When, if ever, is it acceptable to adopt the cultural icons of an outside group?
By Alexandra Rodney
Totem poles and houses at ‘Ksan, near Hazelton, British Columbia. (Photo: Owen/Wikimedia Commons)
Cultural appropriation generally refers to the adoption of traditional practices, objects, or images by a person or group that is not part of the originating culture. Cultural appropriation can become problematic when it is done without permission, serves to benefit the dominant group, and erases or further marginalizes the oppressed group. In this way, cultural appropriation can re-create larger structures of inequality.
On a recent stroll through a duty-free shop, I was introduced to one of these problematic examples in the form of a new Canadian product named “Totem Vodka,” packaged in a bottle resembling a totem pole. Totem Vodka is not a product of Indigenous entrepreneurship. Instead it is a form of problematic cultural appropriation. Here’s why:
First Nations Erasure
Totem poles are important symbolic creations of some First Nations families in Canada’s Pacific Northwest. They are symbols of family lineage that serve to document stories or histories of people, communities, or clans. The Totem Vodka bottle and marketing images erases these families while appropriating their symbols.

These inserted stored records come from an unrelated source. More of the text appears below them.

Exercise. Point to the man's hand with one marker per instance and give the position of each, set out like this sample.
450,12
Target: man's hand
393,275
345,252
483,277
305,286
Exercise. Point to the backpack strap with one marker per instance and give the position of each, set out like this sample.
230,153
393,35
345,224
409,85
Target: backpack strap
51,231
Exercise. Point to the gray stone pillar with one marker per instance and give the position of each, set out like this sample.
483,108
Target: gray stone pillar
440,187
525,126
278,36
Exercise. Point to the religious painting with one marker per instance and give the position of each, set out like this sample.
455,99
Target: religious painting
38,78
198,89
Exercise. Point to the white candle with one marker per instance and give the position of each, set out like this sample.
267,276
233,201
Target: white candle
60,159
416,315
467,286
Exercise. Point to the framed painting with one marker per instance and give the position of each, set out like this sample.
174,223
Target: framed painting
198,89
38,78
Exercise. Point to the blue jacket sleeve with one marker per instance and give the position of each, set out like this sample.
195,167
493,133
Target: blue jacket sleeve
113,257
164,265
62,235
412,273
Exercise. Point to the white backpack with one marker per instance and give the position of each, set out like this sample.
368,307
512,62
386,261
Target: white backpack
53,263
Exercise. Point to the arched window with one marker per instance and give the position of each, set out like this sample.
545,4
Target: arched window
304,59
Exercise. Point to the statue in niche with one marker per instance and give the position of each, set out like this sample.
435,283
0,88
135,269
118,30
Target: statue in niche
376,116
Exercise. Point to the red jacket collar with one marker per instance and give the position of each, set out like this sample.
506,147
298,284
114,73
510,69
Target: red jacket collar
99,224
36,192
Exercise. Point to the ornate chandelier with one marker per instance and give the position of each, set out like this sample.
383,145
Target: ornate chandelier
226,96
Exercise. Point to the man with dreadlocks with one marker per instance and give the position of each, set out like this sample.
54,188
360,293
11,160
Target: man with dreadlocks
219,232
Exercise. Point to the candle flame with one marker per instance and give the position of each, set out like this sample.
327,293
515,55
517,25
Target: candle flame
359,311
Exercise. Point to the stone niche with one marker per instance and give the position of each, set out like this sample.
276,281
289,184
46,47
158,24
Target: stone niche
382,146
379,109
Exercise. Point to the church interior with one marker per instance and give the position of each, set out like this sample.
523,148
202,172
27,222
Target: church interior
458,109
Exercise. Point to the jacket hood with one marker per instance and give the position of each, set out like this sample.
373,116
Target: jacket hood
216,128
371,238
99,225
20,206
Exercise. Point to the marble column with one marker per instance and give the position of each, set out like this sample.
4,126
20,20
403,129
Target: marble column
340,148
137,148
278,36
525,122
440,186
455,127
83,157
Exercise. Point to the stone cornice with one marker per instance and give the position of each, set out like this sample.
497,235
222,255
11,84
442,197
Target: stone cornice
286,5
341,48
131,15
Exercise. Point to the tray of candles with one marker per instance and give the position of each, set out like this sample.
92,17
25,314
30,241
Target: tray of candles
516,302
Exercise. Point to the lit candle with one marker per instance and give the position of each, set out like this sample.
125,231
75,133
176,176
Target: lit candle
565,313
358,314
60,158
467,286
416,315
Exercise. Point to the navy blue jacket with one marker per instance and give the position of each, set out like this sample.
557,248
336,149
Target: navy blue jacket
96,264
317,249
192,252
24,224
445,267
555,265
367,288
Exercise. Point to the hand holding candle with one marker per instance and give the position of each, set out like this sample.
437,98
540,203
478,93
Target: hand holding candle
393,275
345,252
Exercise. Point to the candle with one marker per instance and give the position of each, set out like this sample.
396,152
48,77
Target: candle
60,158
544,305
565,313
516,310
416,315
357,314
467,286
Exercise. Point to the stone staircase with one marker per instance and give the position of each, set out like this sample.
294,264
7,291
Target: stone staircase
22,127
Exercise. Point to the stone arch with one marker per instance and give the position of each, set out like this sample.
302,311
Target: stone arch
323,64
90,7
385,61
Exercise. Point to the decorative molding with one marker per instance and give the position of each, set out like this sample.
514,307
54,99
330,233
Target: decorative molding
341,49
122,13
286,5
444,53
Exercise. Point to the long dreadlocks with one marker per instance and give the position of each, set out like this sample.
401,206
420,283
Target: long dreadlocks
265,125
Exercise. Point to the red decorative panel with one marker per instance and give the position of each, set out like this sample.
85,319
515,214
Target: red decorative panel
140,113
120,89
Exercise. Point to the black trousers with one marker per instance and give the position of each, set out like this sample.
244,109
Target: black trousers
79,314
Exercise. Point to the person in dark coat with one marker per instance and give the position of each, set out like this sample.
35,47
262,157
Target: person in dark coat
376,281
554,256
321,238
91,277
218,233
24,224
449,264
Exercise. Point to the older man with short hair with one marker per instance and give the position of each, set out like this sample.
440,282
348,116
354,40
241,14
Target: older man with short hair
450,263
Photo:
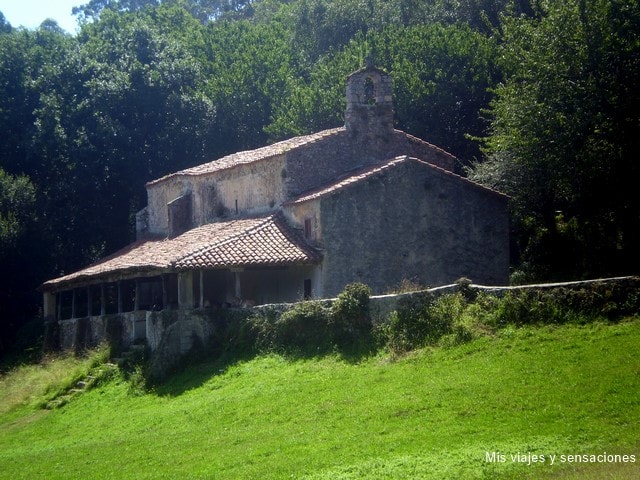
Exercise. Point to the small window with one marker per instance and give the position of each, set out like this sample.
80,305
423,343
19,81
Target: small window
307,289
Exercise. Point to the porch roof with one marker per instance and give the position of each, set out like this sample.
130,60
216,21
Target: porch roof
263,241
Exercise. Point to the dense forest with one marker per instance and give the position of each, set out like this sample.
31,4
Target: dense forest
537,98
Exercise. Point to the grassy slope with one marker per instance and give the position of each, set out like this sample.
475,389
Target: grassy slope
433,414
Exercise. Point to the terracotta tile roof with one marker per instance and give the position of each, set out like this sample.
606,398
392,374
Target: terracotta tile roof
377,170
268,242
346,181
264,241
251,156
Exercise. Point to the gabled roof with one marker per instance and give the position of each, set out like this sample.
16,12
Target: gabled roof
251,156
264,241
380,169
265,153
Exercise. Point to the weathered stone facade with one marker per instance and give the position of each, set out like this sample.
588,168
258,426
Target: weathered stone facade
298,219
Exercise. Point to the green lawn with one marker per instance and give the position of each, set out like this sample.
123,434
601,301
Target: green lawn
434,414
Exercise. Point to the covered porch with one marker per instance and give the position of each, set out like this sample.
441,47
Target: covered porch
235,264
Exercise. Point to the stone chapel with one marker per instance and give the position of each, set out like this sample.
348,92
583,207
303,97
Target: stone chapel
298,219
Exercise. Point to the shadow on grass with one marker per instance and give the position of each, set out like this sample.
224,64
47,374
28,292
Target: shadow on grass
199,367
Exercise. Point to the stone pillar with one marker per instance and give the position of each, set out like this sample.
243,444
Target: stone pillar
49,301
103,300
201,288
238,285
73,304
136,296
119,284
185,290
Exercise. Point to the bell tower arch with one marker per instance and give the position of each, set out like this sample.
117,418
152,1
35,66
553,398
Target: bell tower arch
369,103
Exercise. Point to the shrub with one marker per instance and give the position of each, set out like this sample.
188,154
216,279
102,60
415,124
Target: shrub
349,314
304,328
422,321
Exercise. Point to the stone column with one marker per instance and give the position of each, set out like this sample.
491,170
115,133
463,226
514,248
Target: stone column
49,306
185,290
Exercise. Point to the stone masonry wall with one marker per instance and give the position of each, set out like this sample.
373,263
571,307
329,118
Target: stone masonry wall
413,223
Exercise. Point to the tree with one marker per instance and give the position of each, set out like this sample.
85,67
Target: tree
565,133
17,243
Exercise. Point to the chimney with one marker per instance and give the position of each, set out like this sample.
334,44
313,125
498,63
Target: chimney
369,103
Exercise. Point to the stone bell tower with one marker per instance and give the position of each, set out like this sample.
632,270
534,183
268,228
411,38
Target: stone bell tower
369,103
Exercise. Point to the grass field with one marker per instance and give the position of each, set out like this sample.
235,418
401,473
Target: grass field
436,413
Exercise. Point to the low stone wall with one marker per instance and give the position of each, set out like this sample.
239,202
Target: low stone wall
172,334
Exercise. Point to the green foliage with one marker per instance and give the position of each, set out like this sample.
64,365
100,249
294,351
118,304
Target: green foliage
350,317
421,320
431,415
304,328
565,134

A stunning bottle for a stunning vodka @TotemDistillers pic.twitter.com/NzrtiS5nkB
— Sam Hauck (@Sam_WineTeacher) June 29, 2016
The bottle stopper is shaped like a Thunderbird, a supernatural bird that causes thunder and lightning according to First Nations mythology. The Thunderbird crest is traditionally carved on the totem poles of people from the Thunderbird clan of the Kwakwaka’wakw nations (on Vancouver Island). The origin of the Thunderbird (and totem poles) within Pacific Northwest First Nations communities is absent from the company’s description of the bottle’s design and construction. Instead, the bottle is superficially connected to a wide-array of global references; the bottle was “designed on the West Coast of Canada, moulded by French glassmakers and topped with an Italian-made custom stopper.”

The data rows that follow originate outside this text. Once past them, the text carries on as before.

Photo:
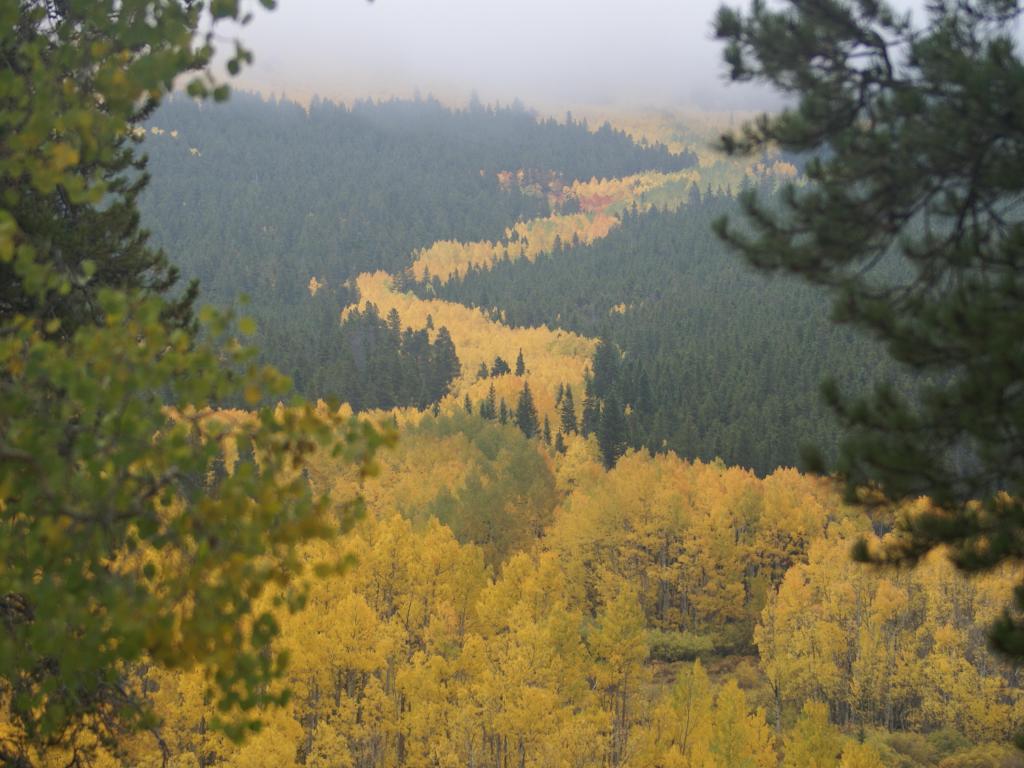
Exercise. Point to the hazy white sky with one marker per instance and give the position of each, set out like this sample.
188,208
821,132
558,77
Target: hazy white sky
652,52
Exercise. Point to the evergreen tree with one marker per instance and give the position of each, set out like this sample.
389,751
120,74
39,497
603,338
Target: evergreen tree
922,250
500,368
567,412
605,368
445,364
591,408
488,408
525,413
612,432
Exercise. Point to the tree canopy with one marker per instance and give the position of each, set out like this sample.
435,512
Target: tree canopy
138,524
911,222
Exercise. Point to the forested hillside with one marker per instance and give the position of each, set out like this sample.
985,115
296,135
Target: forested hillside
531,589
516,607
518,487
261,197
711,359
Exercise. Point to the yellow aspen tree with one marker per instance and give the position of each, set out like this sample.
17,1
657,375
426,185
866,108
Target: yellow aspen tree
739,739
620,647
813,741
856,755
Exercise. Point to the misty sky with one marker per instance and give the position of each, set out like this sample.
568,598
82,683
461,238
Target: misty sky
635,52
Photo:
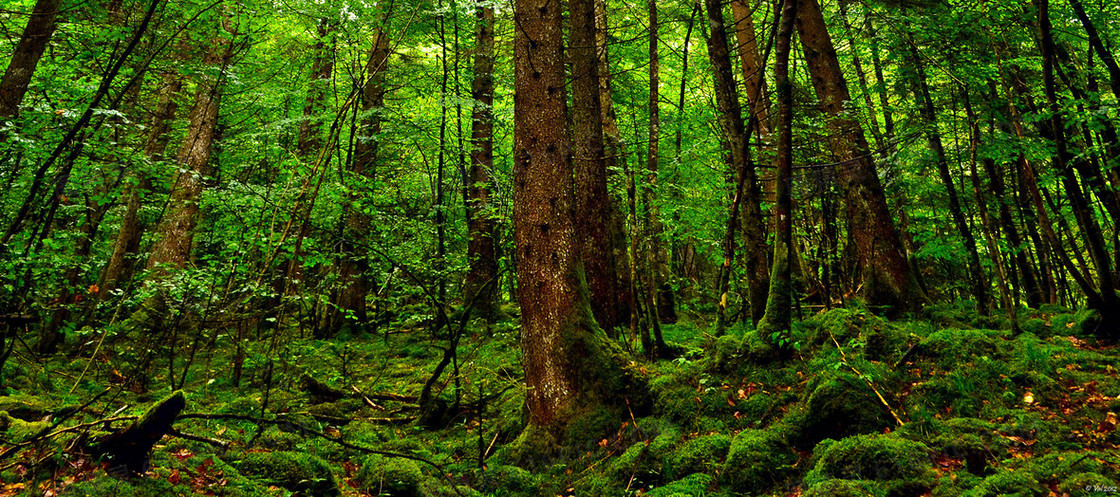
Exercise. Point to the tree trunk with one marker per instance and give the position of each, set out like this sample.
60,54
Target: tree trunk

Significantly, the individuals featured in pictures on the company’s Twitter account include few or no indigenous people.
First Nations Exploitation
The owner of Totem Distilleries is a wealthy white entrepreneur and proceeds from the vodka help support a wildlife rescue association without any First Nations connection.
Settler societies have, paradoxically, both outlawed the sacred work of totem pole carving by indigenous peoples and exploited it for their own profit. In this case, the totem pole is used as an aesthetic tool to distinguish the vodka as authentically “Canadian,” while reproducing an abstracted, exotified, and ultimately false vision of indigeneity. First Nations people in Canada have rarely been either credited or compensated for the use of their cultural symbol.
The example of Totem vodka fits within a larger pattern of racism and colonial exploitation of indigenous people. We can look to the historical effects of colonization in Canada to see how attempts to erase Indigenous culture, while simultaneously exploiting it for the benefit of colonizers, has led to systemic discrimination, exclusionary policies and neglect that continue into the present day. Using a totem pole as a vodka bottle symbolizes this larger, patterned systems of inequality.